Peu importe, la Giulia aura eu le temps de faire le job : 1’23"6. Les deux autos se valent en termes de vitesse maximale avant les
zones de freinage, mais l’alfa garde plus de vitesse en courbe, reprend le grip plus tôt et autorise à jouer de l’accélérateur dans les zones rapides. Sa boîte paraît aussi rapide que celle de la DCT BMW. Peut-être que les performances de l’alfa s’expliquent en partie par une monte pneumatique plus radicale. Le pneu avant droit qui subit les pires contraintes souffre déjà beaucoup, et les trois autres montrent des signes de fatigue. Un coup d’oeil aux flancs des pneus montre d’ailleurs que si les Michelin Pilot Super Sport de la M3 affichent un indice d’usure de 300 (un pneu “éco” revendique 400), les Pirelli P Zero Corsa n’indiquent que 60. En principe, les Michelin dureraient donc cinq fois plus… Elles visent la même clientèle, mais ces deux autos répondent à une philosophie diamétralement opposée. Dans une échelle qui va du confort jusqu’au sport, elles ne s’accordent que très peu entre elles. L’alfa dans son réglage le plus sportif équivaut à peu près à la BMW dans son mode le plus confortable. Choisissez donc votre berline ultra-sportive en fonction de vos priorités. La M3 devient enfin l’auto qu’elle aurait dû être depuis le départ. Par rapport à la Giulia, elle se montre plus ferme à basse vitesse et un peu moins raffinée. Mais en prenant du rythme, elle affiche un superbe équilibre et un amortissement très bien calibré. Elle paraîtra peut-être trop radicale pour certains, mais il s’agit bien d’une sportive extraordinaire avec un joli son et un caractère moteur excitant, qui favorise les envolées au rupteur. Son look correspond tout à fait à cet esprit.

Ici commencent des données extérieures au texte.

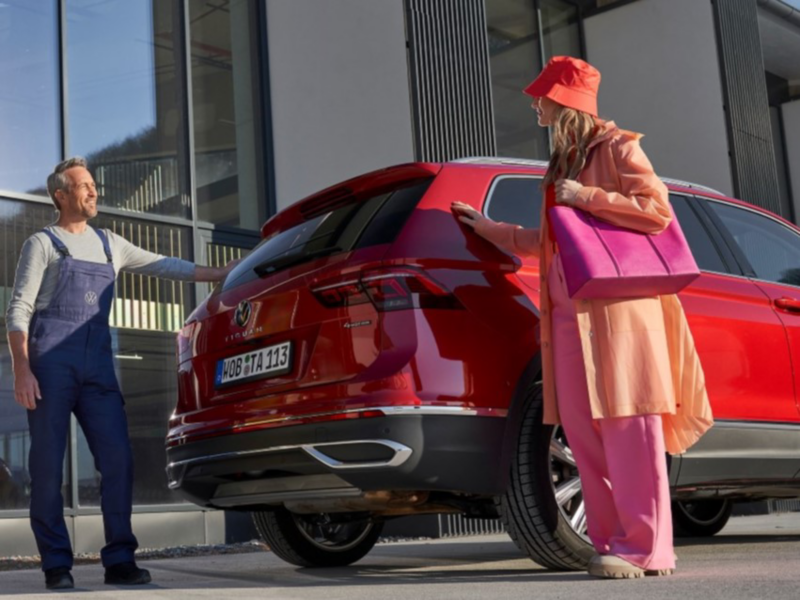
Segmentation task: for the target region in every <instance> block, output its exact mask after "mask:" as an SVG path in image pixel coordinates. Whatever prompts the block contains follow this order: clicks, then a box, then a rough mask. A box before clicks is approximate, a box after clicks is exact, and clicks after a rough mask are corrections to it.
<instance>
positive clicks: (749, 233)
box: [709, 202, 800, 287]
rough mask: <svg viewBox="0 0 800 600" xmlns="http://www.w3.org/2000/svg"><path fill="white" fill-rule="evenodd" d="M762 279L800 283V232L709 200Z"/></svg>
mask: <svg viewBox="0 0 800 600" xmlns="http://www.w3.org/2000/svg"><path fill="white" fill-rule="evenodd" d="M709 205H710V206H711V209H712V210H713V211H714V212H715V213H716V214H717V216H719V218H720V220H721V221H722V222H723V224H724V225H725V227H726V228H727V230H728V232H729V233H730V234H731V236H733V240H734V241H735V242H736V245H737V246H739V249H740V250H741V251H742V253H743V254H744V256H745V258H746V259H747V261H748V262H749V263H750V266H751V267H752V268H753V271H754V272H755V274H756V277H757V278H758V279H763V280H764V281H774V282H775V283H785V284H789V285H796V286H798V287H800V235H798V234H797V232H795V231H794V230H792V229H790V228H789V227H787V226H786V225H784V224H783V223H780V222H779V221H776V220H774V219H771V218H769V217H767V216H765V215H761V214H759V213H757V212H754V211H752V210H747V209H745V208H739V207H738V206H731V205H729V204H723V203H721V202H709Z"/></svg>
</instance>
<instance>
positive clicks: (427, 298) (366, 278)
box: [312, 268, 463, 312]
mask: <svg viewBox="0 0 800 600" xmlns="http://www.w3.org/2000/svg"><path fill="white" fill-rule="evenodd" d="M312 292H313V293H314V295H315V296H316V297H317V299H318V300H319V301H320V302H321V303H322V304H323V305H325V306H327V307H329V308H336V307H343V306H353V305H355V304H364V303H365V302H372V304H373V305H374V306H375V308H376V309H378V310H379V311H381V312H386V311H392V310H405V309H408V308H442V309H453V308H463V306H462V305H461V303H460V302H459V301H458V299H456V297H455V296H454V295H453V294H452V293H451V292H450V291H449V290H447V289H446V288H445V287H443V286H442V285H441V284H439V283H437V282H436V281H434V280H433V279H431V277H430V276H429V275H427V274H425V273H424V272H422V271H419V270H416V269H410V268H386V269H373V270H370V271H366V272H365V273H362V274H361V277H360V278H359V279H357V280H356V279H352V280H348V281H343V282H340V283H334V284H331V285H325V286H321V287H318V288H315V289H314V290H312Z"/></svg>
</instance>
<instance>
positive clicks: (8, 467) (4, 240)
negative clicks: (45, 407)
mask: <svg viewBox="0 0 800 600" xmlns="http://www.w3.org/2000/svg"><path fill="white" fill-rule="evenodd" d="M52 221H53V209H52V208H51V207H49V206H47V205H40V204H30V203H23V202H15V201H12V200H0V304H2V307H3V310H2V311H0V510H7V509H15V508H28V504H29V498H30V476H29V474H28V449H29V448H30V435H29V434H28V419H27V415H26V411H25V409H24V408H22V407H21V406H19V405H18V404H17V403H16V401H15V400H14V378H13V376H12V370H11V353H10V352H9V349H8V344H7V342H6V328H5V308H6V307H7V306H8V302H9V301H10V300H11V290H12V288H13V285H14V273H15V271H16V267H17V261H18V260H19V251H20V249H21V248H22V244H23V242H24V241H25V240H26V239H27V238H28V236H30V235H31V234H32V233H34V232H36V231H38V230H39V229H41V228H42V227H44V226H45V225H47V224H48V223H50V222H52ZM67 473H68V470H67V458H66V457H65V461H64V478H63V485H62V488H61V491H62V495H63V497H64V505H65V506H70V505H71V496H70V487H69V477H68V475H67Z"/></svg>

L’alfa apporte plus de nuances et de subtilité, avec son amortissement résolument souple et un excellent confort pour les longs trajets. Sa direction très sensible donne cependant une belle impression d’agilité, son moteur marche fort et profite d’une excellente gestion de boîte. Et ce même si vous regrettez un accès limité à son plein potentiel de performances, à cause de la spécificité du mode Race que certains n’utiliseront jamais parce qu’il désactive le contrôle de stabilité. Par ailleurs, je me demande combien de temps dureraient ces Pirelli Corsa. Malgré tout ça, difficile de ne pas tomber sous le charme de la Giulia.